1901 photograph of a stentor (announcer) at the Budapest Telefon Hirmondó.

Telephone newspaper is a general term for the telephone-based news and entertainment services which were introduced beginning in the 1890s, and primarily located in large European cities. These systems were the first example of electronic broadcasting, and offered a wide variety of programming, however, only a relative few were ever established. Although these systems predated the invention of radio, they were supplanted by radio broadcasting stations beginning in the 1920s, primarily because radio signals were able to cover much wider areas with higher quality audio.

History

After the electric telephone was introduced in the mid-1870s, it was mainly used for personal communication. But the idea of distributing entertainment and news appeared soon thereafter, and many early demonstrations included the transmission of musical concerts. In one particularly advanced example, Clément Ader, at the 1881 Paris Electrical Exhibition, prepared a listening room where participants could hear, in stereo, performances from the Paris Grand Opera.
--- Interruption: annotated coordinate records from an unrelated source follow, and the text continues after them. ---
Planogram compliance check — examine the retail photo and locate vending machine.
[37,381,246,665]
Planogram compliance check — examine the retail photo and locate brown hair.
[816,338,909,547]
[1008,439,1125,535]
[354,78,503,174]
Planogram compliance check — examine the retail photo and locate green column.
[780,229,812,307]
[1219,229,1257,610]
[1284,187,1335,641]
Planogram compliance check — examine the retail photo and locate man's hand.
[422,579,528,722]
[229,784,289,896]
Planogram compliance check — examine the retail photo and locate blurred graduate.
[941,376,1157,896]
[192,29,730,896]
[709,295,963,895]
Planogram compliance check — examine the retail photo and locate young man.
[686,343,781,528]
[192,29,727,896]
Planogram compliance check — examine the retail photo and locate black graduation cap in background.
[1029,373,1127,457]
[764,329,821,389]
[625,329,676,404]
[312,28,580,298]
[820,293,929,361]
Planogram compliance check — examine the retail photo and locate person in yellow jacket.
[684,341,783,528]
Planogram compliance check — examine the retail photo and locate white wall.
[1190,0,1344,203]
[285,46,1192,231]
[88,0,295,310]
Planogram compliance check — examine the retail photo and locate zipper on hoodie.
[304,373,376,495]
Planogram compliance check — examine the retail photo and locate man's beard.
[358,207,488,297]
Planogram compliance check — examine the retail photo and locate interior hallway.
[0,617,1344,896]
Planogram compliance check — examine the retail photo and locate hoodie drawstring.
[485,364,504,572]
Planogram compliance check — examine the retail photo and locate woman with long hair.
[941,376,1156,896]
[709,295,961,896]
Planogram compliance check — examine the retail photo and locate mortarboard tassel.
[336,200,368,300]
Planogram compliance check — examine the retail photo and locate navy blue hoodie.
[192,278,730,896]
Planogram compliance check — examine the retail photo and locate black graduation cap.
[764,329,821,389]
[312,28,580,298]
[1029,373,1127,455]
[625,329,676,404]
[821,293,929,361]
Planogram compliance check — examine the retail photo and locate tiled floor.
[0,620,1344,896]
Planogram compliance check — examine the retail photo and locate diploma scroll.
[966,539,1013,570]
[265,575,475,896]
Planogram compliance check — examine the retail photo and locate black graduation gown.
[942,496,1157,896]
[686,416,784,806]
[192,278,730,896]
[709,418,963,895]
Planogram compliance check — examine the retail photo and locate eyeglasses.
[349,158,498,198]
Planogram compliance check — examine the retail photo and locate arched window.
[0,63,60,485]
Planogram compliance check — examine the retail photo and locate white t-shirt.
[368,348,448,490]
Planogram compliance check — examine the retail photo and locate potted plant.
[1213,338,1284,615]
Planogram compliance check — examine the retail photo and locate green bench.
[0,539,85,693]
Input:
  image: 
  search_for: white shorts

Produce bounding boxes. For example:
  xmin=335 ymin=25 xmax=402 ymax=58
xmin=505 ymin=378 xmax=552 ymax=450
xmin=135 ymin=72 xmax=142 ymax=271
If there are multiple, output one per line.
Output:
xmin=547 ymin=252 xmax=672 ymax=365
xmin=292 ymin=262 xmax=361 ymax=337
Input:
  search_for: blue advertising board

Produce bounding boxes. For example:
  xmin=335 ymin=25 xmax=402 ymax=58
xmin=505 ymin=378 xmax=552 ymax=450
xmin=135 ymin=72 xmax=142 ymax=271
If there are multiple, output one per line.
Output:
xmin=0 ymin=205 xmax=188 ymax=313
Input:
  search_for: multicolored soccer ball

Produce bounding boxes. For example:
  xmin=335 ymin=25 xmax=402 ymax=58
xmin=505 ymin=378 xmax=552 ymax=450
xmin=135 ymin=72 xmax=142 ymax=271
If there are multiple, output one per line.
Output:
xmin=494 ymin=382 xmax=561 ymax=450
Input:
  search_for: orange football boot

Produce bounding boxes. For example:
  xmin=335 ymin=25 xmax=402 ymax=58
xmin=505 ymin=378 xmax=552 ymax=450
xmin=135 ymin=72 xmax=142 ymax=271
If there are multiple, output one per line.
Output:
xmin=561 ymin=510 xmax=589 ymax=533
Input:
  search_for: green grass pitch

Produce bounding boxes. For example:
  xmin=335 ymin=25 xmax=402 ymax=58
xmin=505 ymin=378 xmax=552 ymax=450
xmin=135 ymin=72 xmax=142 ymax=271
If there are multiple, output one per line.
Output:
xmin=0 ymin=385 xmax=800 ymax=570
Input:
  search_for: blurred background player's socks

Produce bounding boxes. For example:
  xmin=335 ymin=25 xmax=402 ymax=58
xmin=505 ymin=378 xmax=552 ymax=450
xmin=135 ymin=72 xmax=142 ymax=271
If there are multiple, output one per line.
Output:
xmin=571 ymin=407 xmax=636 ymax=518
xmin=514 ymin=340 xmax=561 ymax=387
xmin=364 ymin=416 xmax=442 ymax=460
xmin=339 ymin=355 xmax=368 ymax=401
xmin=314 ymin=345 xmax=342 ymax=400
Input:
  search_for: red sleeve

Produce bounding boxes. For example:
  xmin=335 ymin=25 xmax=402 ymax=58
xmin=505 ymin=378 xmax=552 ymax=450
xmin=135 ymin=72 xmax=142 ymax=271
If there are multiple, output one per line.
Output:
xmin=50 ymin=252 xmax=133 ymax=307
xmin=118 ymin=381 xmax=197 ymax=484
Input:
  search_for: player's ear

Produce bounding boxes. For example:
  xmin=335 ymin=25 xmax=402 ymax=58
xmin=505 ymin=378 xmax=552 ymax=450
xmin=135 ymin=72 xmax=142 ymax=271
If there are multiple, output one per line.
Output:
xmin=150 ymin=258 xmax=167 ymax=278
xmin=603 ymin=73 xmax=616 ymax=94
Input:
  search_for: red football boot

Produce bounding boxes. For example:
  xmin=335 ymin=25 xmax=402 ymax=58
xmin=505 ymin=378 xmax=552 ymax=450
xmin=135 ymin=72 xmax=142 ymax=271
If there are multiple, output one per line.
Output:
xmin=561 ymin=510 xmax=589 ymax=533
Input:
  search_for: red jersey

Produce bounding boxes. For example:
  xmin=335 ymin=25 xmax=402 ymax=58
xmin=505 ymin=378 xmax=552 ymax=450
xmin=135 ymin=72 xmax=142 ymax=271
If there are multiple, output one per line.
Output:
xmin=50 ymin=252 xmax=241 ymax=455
Also, in 1888, Edward Bellamy's influential novel Looking Backward: 2000-1887 foresaw the establishment of entertainment transmitted by telephone lines to individual homes.
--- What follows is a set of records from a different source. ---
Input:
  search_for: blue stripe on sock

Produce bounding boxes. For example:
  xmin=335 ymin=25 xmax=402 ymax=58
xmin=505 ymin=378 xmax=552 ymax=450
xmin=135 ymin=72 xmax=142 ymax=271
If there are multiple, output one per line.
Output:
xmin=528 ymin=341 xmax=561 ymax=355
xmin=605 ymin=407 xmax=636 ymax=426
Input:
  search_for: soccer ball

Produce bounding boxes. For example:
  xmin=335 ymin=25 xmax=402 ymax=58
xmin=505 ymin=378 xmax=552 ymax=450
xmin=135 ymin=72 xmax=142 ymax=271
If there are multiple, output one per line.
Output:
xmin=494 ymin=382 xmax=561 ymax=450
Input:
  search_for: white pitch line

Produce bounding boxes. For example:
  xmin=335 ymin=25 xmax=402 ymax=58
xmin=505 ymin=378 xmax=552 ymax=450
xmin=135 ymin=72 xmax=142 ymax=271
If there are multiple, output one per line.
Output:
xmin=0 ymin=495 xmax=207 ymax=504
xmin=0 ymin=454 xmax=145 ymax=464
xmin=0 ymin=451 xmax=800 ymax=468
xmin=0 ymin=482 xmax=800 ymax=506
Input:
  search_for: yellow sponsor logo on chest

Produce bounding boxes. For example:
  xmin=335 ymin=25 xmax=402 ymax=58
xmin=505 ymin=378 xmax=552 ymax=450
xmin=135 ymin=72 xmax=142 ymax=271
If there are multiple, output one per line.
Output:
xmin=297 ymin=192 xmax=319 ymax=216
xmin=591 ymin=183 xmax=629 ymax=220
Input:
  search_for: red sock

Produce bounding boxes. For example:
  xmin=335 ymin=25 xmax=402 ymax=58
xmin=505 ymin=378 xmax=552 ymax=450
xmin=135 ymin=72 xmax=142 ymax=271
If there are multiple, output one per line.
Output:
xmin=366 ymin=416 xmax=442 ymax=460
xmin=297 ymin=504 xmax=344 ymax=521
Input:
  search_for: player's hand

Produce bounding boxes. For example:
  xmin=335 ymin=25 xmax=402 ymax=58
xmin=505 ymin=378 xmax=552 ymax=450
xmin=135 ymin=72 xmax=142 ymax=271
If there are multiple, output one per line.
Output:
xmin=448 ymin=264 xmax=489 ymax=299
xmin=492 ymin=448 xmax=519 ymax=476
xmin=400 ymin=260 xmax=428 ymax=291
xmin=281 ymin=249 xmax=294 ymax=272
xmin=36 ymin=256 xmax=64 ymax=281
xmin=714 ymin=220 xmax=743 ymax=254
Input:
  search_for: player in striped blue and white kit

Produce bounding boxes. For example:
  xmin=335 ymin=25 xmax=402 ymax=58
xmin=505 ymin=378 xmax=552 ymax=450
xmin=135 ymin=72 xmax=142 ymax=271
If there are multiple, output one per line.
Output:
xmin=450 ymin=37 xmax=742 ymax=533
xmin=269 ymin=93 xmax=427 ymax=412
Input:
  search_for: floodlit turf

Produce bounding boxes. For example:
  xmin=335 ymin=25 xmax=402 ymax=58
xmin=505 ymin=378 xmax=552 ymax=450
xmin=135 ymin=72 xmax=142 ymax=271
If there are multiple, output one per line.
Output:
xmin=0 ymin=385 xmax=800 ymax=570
The scattered demonstrations were eventually followed by the establishment of more organized services, which were generally called Telephone Newspapers, although all of these systems also included entertainment programming. However, the technical capabilities of the time meant that there were limited means for amplifying and transmitting telephone signals over long distances, so listeners had to wear headphones to receive the programs, and service areas were generally limited to a single city. While some of the systems, including the Telefon Hirmondó, built their own one-way transmission lines, others, including the Electrophone, used standard commercial telephone lines, which allowed subscribers to talk to operators in order to select programming. The Telephone Newspapers drew upon a mixture of outside sources for their programs, including local live theaters and church services, whose programs were picked up by special telephone lines, and then retransmitted to the subscribers. Other programs were transmitted directly from the system's own studios. In later years, retransmitted radio programs were added.

During this era telephones were expensive luxury items, so the subscribers tended to be the wealthy elite of society. Financing was normally done by charging fees, including monthly subscriptions for home users, and, in locations such as hotel lobbies, through the use of coin-operated receivers, which provided short periods of listening for a set payment. Some systems also accepted paid advertising.